Durham: Duke University Press, 2000. 389p.

Doreen Alvarez Saar
Drexel University

For about a decade, Americanists have been working on rethinking the meaning of the once-maligned sentimental tradition. A part of this larger project, Lori Merish's Sentimental Materialism: Gender, Commodity Culture, and Nineteenth-Century American Literature will be most useful for scholars of American literature and scholars of gender since it gives a sprawling and often tantalizing account of ways in which American commodity culture found its emotional expression in the sentimental forms of the nineteenth-century.
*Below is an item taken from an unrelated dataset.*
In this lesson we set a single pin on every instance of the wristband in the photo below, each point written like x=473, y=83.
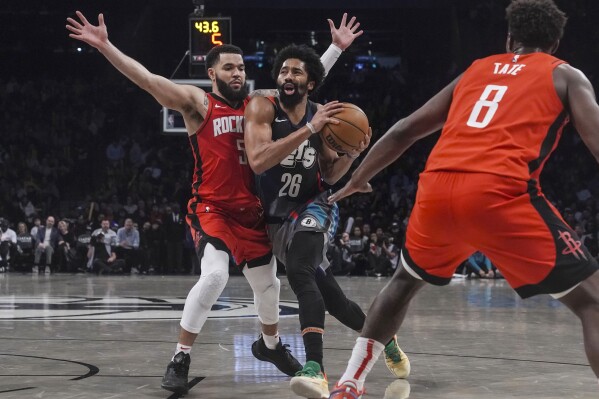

Merish's primary project is to show how things became not merely things but incorporations of both text and ideology (particularly as these things are consumed by women in sentimental narratives): that is, as Merish says in the preface, the nineteenth-century prelude to the twentieth-century Cartesian cogito, "I shop; therefore I am."

Sentimental Materialism takes the reader on a chronological voyage through a variety of cultural expressions that reveal the economics of market culture as an underpinning of sentimentalism. Reasoning that the republican culture of the eighteenth century must be a prelude to the flowering of consumerism in the nineteenth, Merish, following the Frankfurt School, reads the Scottish Enlightenment as central to a rethinking of the relationship between capitalism and freedom. She links this idea to the beginnings of the sentimental narrative in America, suggesting that women's political existence in the new republic depended on the organization of female emotions through the trope of the domestic.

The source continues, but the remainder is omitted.